I also have very strong feelings about "banning" pink rather than having it as just another colour IYSWIM. i.e. parents who 'forbid' their girls to have pink/things with girls on them. Far better to let 'toys be toys' for both girls and boys: so boys get pink if they want and girls blue if they want but do not 'forbid' pink. Not 'decide' that pink is inherently limiting before I get the lectures: MAs in arts psychology and lots of postgrad and work in child development, I don't need a lecture, I understand the other theories.
I had this "pink is sexist and will make you thick" message foisted upon me as a child in the 80s in a rather crude manner by one parent (who didn't do it subtly and had 'read the books'
) and it really affected my self esteem as a teen: I started to obviously look like a 'girl' (i.e. bad/sexist), like boys (i.e. bad role model, lacking ambition), could cook (was told I was holding feminism back by being good at this, although I was also great at science: better to NOT be good at cooking) and so on. Much inner conflict before I realised you could/should have both.
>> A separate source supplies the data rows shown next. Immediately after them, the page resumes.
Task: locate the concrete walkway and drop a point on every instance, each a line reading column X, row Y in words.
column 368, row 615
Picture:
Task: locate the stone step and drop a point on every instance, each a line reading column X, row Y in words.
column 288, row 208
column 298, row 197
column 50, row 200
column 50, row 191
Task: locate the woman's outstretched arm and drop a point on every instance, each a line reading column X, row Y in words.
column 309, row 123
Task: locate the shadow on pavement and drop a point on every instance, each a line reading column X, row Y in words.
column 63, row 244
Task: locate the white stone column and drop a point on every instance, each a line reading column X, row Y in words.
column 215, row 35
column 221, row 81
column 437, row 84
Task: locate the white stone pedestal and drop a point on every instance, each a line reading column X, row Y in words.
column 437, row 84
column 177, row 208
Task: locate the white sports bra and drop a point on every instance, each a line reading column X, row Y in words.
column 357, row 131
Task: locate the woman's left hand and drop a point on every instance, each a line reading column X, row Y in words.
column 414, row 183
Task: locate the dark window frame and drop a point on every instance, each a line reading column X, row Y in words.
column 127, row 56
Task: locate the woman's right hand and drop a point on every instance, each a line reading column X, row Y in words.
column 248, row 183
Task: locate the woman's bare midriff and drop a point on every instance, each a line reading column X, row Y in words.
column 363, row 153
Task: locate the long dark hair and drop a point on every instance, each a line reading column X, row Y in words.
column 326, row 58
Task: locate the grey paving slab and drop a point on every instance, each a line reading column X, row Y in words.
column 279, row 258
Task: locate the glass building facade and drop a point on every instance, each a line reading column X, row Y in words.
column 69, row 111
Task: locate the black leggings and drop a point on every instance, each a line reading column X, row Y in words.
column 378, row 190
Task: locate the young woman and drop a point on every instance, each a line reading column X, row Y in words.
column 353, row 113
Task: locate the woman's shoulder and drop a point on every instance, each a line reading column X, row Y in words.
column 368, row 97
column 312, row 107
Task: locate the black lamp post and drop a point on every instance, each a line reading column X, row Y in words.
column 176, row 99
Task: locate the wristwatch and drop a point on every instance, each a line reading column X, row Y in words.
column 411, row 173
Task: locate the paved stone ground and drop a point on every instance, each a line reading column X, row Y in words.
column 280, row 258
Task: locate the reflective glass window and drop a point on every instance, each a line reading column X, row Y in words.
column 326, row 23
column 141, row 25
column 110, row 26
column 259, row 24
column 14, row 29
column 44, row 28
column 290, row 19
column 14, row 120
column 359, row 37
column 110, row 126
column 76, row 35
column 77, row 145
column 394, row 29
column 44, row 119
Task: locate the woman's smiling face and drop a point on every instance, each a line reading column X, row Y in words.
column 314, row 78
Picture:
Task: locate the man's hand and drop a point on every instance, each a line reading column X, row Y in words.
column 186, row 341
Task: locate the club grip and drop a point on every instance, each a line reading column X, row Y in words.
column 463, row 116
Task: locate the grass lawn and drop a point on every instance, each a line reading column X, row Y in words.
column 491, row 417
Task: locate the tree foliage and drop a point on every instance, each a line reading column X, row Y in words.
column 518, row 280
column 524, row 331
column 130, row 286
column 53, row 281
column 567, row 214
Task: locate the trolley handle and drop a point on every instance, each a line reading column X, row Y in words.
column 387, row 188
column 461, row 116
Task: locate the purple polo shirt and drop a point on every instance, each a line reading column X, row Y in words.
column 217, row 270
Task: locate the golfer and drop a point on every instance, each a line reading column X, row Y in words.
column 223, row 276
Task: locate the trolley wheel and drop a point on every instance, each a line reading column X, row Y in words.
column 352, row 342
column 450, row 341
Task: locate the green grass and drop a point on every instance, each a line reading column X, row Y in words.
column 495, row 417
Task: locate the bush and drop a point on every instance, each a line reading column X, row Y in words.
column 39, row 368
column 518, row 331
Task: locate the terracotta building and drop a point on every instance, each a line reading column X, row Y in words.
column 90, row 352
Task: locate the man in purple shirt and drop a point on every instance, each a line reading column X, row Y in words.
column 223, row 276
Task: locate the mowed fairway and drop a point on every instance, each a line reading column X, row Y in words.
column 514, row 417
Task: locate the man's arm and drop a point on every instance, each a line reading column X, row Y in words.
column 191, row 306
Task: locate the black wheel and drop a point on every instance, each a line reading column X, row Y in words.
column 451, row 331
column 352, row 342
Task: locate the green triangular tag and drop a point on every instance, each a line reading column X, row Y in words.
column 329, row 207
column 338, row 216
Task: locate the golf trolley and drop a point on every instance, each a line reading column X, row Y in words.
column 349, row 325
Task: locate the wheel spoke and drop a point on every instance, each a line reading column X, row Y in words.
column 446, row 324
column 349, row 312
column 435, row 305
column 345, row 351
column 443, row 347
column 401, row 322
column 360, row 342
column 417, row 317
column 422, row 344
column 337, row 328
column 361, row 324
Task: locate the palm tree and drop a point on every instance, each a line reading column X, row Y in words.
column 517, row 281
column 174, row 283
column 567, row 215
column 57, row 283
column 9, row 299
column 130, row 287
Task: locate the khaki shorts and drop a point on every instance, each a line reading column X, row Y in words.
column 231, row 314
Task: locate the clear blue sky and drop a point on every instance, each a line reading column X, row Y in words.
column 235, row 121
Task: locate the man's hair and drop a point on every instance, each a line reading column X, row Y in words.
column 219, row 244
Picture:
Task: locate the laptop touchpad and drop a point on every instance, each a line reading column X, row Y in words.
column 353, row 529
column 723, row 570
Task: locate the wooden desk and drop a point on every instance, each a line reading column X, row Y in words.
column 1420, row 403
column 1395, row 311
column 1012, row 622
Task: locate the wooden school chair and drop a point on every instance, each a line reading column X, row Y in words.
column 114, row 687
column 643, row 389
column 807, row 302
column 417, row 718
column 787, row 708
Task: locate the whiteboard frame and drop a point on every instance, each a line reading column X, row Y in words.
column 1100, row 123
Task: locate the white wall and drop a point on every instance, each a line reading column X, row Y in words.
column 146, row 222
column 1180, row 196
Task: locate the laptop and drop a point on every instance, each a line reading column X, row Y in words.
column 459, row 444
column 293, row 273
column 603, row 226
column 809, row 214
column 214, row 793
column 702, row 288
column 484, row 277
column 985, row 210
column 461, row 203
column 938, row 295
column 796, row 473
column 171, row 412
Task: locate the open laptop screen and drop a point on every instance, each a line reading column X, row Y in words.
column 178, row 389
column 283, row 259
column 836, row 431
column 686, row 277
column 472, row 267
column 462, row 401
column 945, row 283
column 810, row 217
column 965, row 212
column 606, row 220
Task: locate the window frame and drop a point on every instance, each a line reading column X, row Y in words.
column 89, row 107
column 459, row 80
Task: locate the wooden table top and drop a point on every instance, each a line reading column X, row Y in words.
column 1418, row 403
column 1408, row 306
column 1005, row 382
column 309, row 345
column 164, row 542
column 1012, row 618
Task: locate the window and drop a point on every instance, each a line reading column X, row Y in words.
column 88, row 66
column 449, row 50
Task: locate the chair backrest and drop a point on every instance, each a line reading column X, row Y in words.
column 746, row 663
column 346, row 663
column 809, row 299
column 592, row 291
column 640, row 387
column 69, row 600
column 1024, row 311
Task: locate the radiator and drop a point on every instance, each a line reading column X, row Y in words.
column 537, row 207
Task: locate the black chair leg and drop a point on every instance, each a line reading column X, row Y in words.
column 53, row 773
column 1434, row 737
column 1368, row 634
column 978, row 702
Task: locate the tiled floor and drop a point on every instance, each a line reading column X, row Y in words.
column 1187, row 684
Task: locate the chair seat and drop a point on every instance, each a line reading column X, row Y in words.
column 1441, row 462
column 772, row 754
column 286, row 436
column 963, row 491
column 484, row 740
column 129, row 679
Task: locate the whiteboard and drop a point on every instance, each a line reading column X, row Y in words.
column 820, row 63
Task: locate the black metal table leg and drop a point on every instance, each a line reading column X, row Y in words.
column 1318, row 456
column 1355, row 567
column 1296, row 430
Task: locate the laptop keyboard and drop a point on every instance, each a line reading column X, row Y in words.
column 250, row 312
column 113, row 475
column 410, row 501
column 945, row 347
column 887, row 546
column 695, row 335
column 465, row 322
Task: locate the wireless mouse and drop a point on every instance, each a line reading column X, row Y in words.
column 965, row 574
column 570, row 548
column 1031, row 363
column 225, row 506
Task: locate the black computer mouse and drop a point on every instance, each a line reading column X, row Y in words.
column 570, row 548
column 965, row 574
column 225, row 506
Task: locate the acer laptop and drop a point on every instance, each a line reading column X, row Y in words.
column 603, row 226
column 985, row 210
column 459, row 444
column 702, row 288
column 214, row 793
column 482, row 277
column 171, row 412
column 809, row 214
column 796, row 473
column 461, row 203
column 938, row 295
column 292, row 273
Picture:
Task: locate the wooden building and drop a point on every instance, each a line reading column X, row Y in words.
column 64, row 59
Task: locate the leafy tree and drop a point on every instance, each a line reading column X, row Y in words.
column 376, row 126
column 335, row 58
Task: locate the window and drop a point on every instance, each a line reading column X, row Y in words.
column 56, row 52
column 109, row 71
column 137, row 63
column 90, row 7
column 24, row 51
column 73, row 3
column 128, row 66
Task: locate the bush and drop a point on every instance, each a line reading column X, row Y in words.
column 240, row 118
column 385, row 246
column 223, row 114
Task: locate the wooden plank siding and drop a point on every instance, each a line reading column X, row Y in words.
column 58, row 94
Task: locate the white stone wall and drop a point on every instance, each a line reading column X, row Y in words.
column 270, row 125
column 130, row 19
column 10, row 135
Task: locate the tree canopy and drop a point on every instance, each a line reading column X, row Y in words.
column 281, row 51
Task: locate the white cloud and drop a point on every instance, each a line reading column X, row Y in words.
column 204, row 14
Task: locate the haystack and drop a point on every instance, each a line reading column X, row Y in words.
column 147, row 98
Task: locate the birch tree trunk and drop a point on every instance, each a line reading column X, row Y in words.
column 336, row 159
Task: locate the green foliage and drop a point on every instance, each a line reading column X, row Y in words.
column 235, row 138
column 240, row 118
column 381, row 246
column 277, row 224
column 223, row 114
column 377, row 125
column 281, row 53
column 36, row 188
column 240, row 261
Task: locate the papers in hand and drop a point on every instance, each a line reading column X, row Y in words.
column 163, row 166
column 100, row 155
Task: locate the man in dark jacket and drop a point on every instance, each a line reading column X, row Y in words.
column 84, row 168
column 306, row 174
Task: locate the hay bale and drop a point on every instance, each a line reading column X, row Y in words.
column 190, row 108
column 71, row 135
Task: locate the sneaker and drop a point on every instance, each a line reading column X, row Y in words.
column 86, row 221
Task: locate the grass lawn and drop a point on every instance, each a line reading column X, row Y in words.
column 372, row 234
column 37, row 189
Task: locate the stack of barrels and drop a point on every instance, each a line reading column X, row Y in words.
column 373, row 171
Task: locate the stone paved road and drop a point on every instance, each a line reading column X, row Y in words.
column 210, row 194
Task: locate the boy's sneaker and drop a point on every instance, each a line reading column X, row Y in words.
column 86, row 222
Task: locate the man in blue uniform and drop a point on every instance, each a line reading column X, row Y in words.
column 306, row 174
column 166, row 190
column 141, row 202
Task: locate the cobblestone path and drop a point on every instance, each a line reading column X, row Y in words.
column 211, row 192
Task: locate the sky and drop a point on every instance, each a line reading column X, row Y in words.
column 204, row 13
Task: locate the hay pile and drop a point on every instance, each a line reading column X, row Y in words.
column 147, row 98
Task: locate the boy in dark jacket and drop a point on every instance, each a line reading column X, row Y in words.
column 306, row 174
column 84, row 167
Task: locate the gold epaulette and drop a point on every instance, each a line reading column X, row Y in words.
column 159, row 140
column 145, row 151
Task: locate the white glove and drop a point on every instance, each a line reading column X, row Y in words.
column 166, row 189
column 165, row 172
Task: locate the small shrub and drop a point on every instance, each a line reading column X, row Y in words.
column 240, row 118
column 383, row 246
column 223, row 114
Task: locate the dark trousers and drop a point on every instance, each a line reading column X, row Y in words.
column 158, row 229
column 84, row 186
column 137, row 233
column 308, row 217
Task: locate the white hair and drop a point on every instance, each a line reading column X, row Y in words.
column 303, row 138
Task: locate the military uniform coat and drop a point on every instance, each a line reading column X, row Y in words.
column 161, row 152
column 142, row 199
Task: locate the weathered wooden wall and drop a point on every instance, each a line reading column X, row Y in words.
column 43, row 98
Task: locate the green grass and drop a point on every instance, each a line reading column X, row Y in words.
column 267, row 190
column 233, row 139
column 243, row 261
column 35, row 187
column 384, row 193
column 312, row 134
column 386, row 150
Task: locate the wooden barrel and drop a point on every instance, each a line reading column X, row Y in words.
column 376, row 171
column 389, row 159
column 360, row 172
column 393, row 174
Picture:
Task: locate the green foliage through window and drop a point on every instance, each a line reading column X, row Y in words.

Blue meant aspirational, clever, trying to make your way in the world and be middle class. Pink meant deadbeat bimbo, living to impress boys.
To me, for a while it meant:
Girl = low status. Boy (or girl in blue) = high status.
It further compounds the issue, highlighting different status for different gender identities and thus suggesting one code of behaviour is for 'leaders' with enlightened middle class parents and one for followers bimbos.
Especially as it's trendy for little Cecily to only have blue... but if little Tarquin wanted a dress? No way. I am always impressed by parents of boys who let them have sparkly and 'girly' items: particularly between about 2-6 they love them because they are bright, textured and silly. And far more taboo breaking.
Toys are toys. Within the bounds of not spoiling, let any child have any age-appropriate toys: girls and boys.